- Elected: 16 December 1124
- Quashed: 17 December 1124
- Predecessor: Roman claimant: (as Pope) Callixtus II; (as Pope-elect) Stephen; Antipapal claimant: Gregory VIII;
- Successor: Roman claimant: Honorius II; Antipapal claimant: Anacletus II;
- Other posts: Cardinal Priest of Sant'Anastasia al Palatino; Cardinal Deacon of Santa Maria Nova;

Personal details
- Born: Teobaldo Boccapecci Rome, Papal States

= Pope-elect Celestine II =

Italian cardinal, pope-elect 1124

Teobaldo Boccapecci or Boccapeconai (Thebaldus Buccapecus) was elected pope after the death of Pope Callixtus II on 13 December 1124 and took the name Celestine II, but factional violence broke out during his investiture. This resulted in his resignation before his consecration or enthronement in order to avoid schism.

He is one of two men considered to be "Popes-elect"; the former, and more famous of them, is Pope-elect Stephen ("Stephen II").

==Life==

Boccapecci was a native of Rome. Around 1103 Paschal II made him Cardinal Deacon of Santa Maria Nova. At the consistory of 1122, Callixtus named him Cardinal Priest of Sant'Anastasia al Palatino.

"The history of the papacy in the early Middle Ages was marked by constantly contested papal elections wherein the various claimants were often proxies for struggles between factions of the nobility". The pontificates of Urban II and Paschal II saw an increase in the College of Cardinals of Italian clerics that strengthened the local Roman influence. These cardinals viewed the French and Burgundian cardinals appointed by Callixtus II as dangerous innovators, and they were determined to resist their increasing influence. The northern cardinals, led by Cardinal Aymeric de Bourgogne (the Papal Chancellor), were equally determined to ensure that the elected pope would be one of their candidates. Both groups looked towards the great Roman families for support.

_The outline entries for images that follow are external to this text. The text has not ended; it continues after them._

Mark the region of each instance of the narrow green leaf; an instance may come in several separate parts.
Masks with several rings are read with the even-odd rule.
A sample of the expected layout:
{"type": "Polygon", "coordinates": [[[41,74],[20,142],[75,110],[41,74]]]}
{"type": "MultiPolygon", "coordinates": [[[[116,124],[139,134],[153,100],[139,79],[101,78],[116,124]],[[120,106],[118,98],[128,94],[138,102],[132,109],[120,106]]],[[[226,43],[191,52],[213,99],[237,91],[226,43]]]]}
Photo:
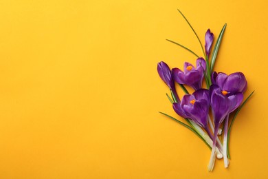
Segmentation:
{"type": "Polygon", "coordinates": [[[168,97],[169,101],[170,101],[171,104],[174,103],[174,101],[172,100],[172,98],[168,96],[168,94],[166,93],[166,96],[168,97]]]}
{"type": "MultiPolygon", "coordinates": [[[[204,54],[204,56],[205,56],[205,51],[204,51],[204,48],[203,47],[203,45],[202,45],[202,43],[201,42],[200,39],[199,39],[199,37],[198,36],[197,32],[195,32],[195,30],[194,30],[194,28],[192,27],[191,24],[189,23],[188,20],[187,20],[186,17],[183,15],[183,14],[178,9],[178,11],[181,14],[181,15],[184,18],[184,19],[186,21],[186,22],[188,23],[188,24],[189,25],[189,26],[191,28],[192,32],[194,32],[195,36],[197,36],[198,41],[199,41],[199,43],[200,43],[200,45],[202,48],[202,51],[203,51],[203,54],[204,54]]],[[[199,57],[199,56],[198,56],[199,57]]]]}
{"type": "Polygon", "coordinates": [[[213,49],[212,54],[211,55],[211,62],[210,62],[210,72],[213,72],[214,65],[215,65],[216,58],[218,55],[219,49],[223,39],[223,33],[225,31],[227,23],[223,25],[223,28],[221,29],[220,34],[216,41],[215,45],[213,49]]]}
{"type": "Polygon", "coordinates": [[[231,158],[230,155],[230,150],[229,150],[229,143],[230,143],[230,134],[231,134],[232,127],[233,126],[234,120],[236,119],[236,116],[238,114],[240,110],[241,110],[242,107],[247,102],[247,101],[250,98],[250,97],[252,96],[252,94],[254,93],[254,92],[255,91],[253,91],[249,95],[249,96],[247,96],[247,98],[245,100],[245,101],[242,103],[242,105],[237,109],[236,112],[236,114],[234,116],[233,120],[232,120],[231,124],[230,124],[230,125],[229,127],[228,134],[227,134],[227,155],[229,158],[231,158]]]}
{"type": "Polygon", "coordinates": [[[190,127],[189,125],[186,125],[186,124],[182,123],[181,121],[179,121],[179,120],[177,120],[177,119],[176,119],[176,118],[173,118],[173,117],[169,116],[168,114],[165,114],[165,113],[164,113],[164,112],[159,112],[159,113],[161,114],[163,114],[163,115],[164,115],[164,116],[167,116],[167,117],[168,117],[168,118],[170,118],[170,119],[172,119],[172,120],[176,121],[177,123],[179,123],[180,125],[181,125],[186,127],[187,129],[190,129],[190,131],[192,131],[193,133],[194,133],[199,138],[200,138],[210,149],[211,149],[210,146],[205,142],[205,140],[202,138],[202,136],[200,136],[200,134],[198,134],[198,133],[197,133],[194,129],[192,129],[191,127],[190,127]]]}
{"type": "Polygon", "coordinates": [[[179,85],[181,87],[181,88],[182,89],[182,90],[186,93],[186,94],[189,94],[188,91],[187,90],[187,89],[184,87],[183,85],[181,85],[181,84],[179,84],[178,83],[179,85]]]}
{"type": "Polygon", "coordinates": [[[192,52],[192,50],[190,50],[190,49],[186,48],[186,46],[183,46],[181,44],[179,44],[179,43],[177,43],[177,42],[175,42],[175,41],[170,41],[170,40],[168,40],[168,39],[166,39],[166,40],[167,40],[169,42],[173,43],[174,44],[180,46],[181,48],[184,48],[185,50],[188,50],[188,52],[190,52],[192,54],[193,54],[194,55],[195,55],[197,58],[199,58],[199,56],[198,56],[196,53],[194,53],[194,52],[192,52]]]}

At the time of the death of Callixtus on 13 December 1124, the city of Rome was divided between the Frangipani, who supported the German Holy Roman Emperor, and the Pierleoni, who led the Roman nobility. Each faction promoted their own candidate for pope.

The conclave was held three days later on 16 December. The Cardinals assembled, under the protection of the Pierleoni, in the chapel of the monastery of S. Pancrazio al Laterano attached to the south of the Lateran basilica. Initially, most of the cardinals held for Cardinal Saxo de Anagni (Sasso), Cardinal-Priest of San Stefano in Celiomonte, who was backed by the Pierleoni family. However, support shifted to Cardinal Boccapecci at the suggestion of Jonathas, the cardinal-deacon of Santi Cosma e Damiano, a Pierleoni partisan. Boccapecci was then elected, and chose the name Celestine II.

Boccapecci had only just been proclaimed pope, the investiture ceremony started and the singing of the Te Deum begun, when Roberto Frangipani and a body of armed men broke into the church. Leo Frangipani and the papal chancellor Cardinal Aymeric de Bourgogne proclaimed the Bishop of Ostia, Cardinal Lamberto Scannabecchi, a man of considerable learning, pope. During the ensuing melee, Cardinal Boccapecci was wounded. Since he had not yet been formally consecrated pope, Boccapecci declared himself willing to resign, which he formally did the next day in order to avoid a schism. The Pierleoni were paid a substantial bribe to concede. Cardinal Scannabecchi was unwilling to accept the throne in such a manner, and he too resigned his position before all of the assembled Cardinals, but was immediately and unanimously re-elected and consecrated on 21 December 1124 under the name Honorius II.

Boccapecci, already an elderly man, is not mentioned in the sources after those events. Several historians assume he has died shortly thereafter due to the violent treatment he had received, others reject this as pure speculation. He was succeeded as Cardinal Priest of Sant'Anastasia al Palatino by a priest named Pierre in December 1126, which strongly suggests he had died by that time.

According to historian Salvador Miranda, as Boccapecci was duly elected, he should not be considered an antipope; however, as he resigned before being consecrated and enthroned, neither is he counted among the popes.